As pointed out by the return of the respondent, the substantive offense of “attempt” to commit a crime is penalized by Section 776.04, Florida Statutes, F.S.A. Under Section 776.04(3), when the offense attempted is punishable in the State prison for a term of less than five years, the maximum sentence which may be imposed for an “attempt” to commit the crime is “imprisonment in the county jail not exceeding one year.” Inasmuch as the petitioner was found guilty of attempting to commit a crime which carried a maximum penalty of three years, it is obvious that the maximum sentence which could be imposed upon him was one year in the county jail.
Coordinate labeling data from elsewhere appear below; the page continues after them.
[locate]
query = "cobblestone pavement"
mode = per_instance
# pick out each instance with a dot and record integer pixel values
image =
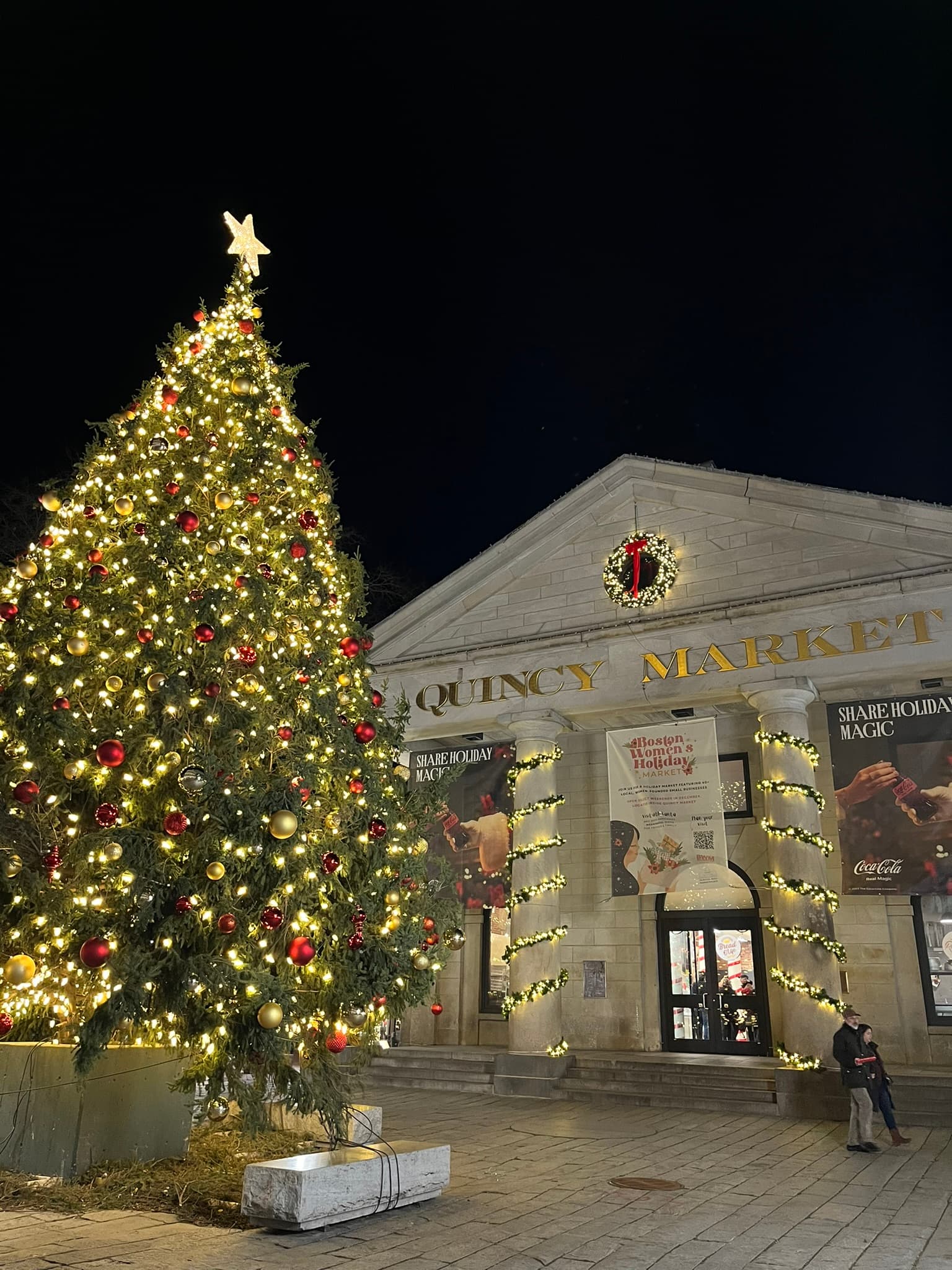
(531, 1188)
Referring back to the sentence imposed, it will be recalled that he was committed to the custody of the respondent for imprisonment “for a term of six months to eighteen months.” The maximum limit of the sentence imposed upon the petitioner exceeds the maximum allowed by Section 776.04(3), supra. He is therefore entitled to be returned before the trial judge for imposition of a legal sentence.

The respondent is directed to present the petitioner before the trial judge at the earliest possible opportunity for the imposition of a legal sentence consistent with this opinion. In this regard it is noted that the petitioner was committed to the custody of the respondent on November 14, 1960. In the event that petitioner has earned “gain time” allowances under Section 944.27, Florida Statutes, F.S.A., he would be entitled to a relatively early release from imprisonment. Respondent is, therefore, directed to arrange immediately for the presentation of the petitioner before the trial judge as above directed.

Petitioner is remanded to the custody of the respondent subject to directions as aforesaid for the imposition of a legal sentence.

It is so ordered.

ROBERTS, C. J., and HOBSON, DREW and O’CONNELL, JJ., concur.